AFTER eight years of studying their behaviours, diets, relationships as well as photographing their every visible move, Sue Mason gives the impression there are still more unknowns than knowns when it comes to a “community” of dolphins living in Port Phillip between Frankston and Dromana.
“There are always questions to be answered.”
Ms Mason’s interest in cetaceans (whales, dolphins and porpoises) dates back to when she and her husband John, spent three weeks each year for eight years – their Christmas holidays – as volunteer whale watchers in Hawaii for Earthwatch.
Like any good carer, Ms Mason is now checking the skins of the bay’s resident common dolphins by studying close-up photographs.
The condition of visible lesions is one of the few clues available to their overall health.
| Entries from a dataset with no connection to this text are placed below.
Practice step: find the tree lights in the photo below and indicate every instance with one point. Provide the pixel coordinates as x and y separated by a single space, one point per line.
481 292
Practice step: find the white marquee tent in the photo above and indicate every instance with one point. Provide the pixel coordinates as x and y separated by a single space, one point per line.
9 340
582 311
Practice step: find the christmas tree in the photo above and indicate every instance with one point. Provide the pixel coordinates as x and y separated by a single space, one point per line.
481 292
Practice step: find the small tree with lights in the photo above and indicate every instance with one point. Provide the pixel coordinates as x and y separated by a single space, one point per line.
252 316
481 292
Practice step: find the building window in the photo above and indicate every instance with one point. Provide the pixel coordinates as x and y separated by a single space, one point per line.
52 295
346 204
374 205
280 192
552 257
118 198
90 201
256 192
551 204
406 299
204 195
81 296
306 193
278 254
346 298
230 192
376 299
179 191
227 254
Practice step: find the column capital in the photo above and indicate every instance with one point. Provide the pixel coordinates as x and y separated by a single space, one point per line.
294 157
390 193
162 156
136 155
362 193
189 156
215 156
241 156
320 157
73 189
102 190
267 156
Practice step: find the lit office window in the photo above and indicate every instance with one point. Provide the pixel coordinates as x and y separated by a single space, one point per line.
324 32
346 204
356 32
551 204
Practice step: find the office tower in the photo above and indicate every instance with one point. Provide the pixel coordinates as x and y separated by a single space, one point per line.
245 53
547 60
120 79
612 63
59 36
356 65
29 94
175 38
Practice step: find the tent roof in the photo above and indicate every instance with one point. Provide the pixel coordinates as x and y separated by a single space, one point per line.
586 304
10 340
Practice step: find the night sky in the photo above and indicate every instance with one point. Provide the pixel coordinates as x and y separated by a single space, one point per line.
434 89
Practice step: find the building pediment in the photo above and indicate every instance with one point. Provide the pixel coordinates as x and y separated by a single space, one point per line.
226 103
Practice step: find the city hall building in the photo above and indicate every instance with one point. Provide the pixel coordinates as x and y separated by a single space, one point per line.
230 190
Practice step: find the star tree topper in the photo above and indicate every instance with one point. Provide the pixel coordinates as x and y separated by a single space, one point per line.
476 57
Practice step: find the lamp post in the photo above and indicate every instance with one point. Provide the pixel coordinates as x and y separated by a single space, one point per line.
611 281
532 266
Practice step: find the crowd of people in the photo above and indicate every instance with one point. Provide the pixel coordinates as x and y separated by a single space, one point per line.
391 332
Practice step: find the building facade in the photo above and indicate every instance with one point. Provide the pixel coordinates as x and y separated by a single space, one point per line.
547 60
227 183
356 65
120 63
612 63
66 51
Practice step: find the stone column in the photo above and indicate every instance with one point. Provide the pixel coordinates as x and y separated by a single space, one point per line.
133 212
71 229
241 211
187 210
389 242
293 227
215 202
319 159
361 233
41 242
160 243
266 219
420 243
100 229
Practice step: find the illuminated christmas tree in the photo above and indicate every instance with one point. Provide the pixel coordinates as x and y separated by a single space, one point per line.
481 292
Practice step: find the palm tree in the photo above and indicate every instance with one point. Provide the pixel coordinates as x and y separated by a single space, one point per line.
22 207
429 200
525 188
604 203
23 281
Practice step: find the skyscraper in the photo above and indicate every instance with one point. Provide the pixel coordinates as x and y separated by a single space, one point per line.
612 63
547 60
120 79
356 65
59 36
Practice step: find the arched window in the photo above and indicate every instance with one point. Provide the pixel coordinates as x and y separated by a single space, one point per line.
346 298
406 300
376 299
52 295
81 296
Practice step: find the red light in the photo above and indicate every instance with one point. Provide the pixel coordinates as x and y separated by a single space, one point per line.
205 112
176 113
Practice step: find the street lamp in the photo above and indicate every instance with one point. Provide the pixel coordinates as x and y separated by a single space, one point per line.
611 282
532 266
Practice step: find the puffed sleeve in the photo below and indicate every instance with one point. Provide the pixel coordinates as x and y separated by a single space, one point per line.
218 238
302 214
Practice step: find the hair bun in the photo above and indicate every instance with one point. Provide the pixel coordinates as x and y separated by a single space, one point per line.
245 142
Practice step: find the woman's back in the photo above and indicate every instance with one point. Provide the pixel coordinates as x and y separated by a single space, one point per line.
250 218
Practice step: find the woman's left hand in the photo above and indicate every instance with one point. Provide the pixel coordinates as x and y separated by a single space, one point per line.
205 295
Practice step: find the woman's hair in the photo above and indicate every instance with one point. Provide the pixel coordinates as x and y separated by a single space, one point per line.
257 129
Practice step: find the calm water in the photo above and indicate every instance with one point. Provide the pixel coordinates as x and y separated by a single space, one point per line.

“They’re wild, so we can’t capture them if we want to treat or inject them,” Ms Mason, research director with the Hastings-based Dolphin Research Centre, said.
“If we do want to help, we have to come up with a non-invasive way of doing so.
“We need to manage for [dangerous] events. If we find the animals are distressed or ill we need to find the reasons for this.”
Her studies of the group of 30 short-beaked common dolphins that resides along the bay’s mid-eastern shore are presented in a thesis she has just submitted for evaluation and which also forms the backbone of an article recently published in the Royal Society’s Open Science journal.
Without being able to examine individual dolphins or take samples, Ms Mason believes most are healthy “because the bay’s pretty healthy”.
Just last month a colleague in Scotland showed Ms Mason photographs of lesions on dolphins in her research area which showed “the ones on our dolphins aren’t anywhere near that bad”.
“Some of our dolphins have the scars, possibly from boat propellers, so it is critical to be aware of them and follow the marine mammal regulations [which stipulate] vessels shouldn’t deliberately approach dolphins closer than 100 metres, or 300 metres for a jet ski.”
Other environmental conditions which could adversely affect dolphins include salinity, water temperature “and they can be quite rough on one another”.
Ms Mason said her studies had shown that the common dolphins, usually found in the open sea, lived permanently in the bay.
“Common dolphins normally live in offshore waters, so it is something to treasure having them take up residence in the shallow and comparatively enclosed waters between Mt Martha and Mt Eliza,” Ms Mason said.
She said the bay also has a larger, maybe 120 strong, community of bottlenose dolphins, although there was evidence that some of these larger animals went into the open sea and around to Western Port.
Ms Mason and her team have been monitoring the common dolphin community since 2007 using the unique nicks and notches on their dorsal fins to identify and track the 30 or so individuals.
“It is remarkable that our bay now has resident communities of both bottlenose and common dolphins at a time when many locations around the world are losing their resident dolphins,” Ms Mason said.
The common dolphins which Ms Mason and her team watch from both land and sea are most visible close to shore in spring and autumn.
They believe deeper waters found along the Selwyn Fault near the shore also attract the fish on which the dolphins feed.
“We lose contact with the commons over summer. They may move out towards the centre of the bay following their food, but we’re also not out in the boat so much,” Ms Mason said.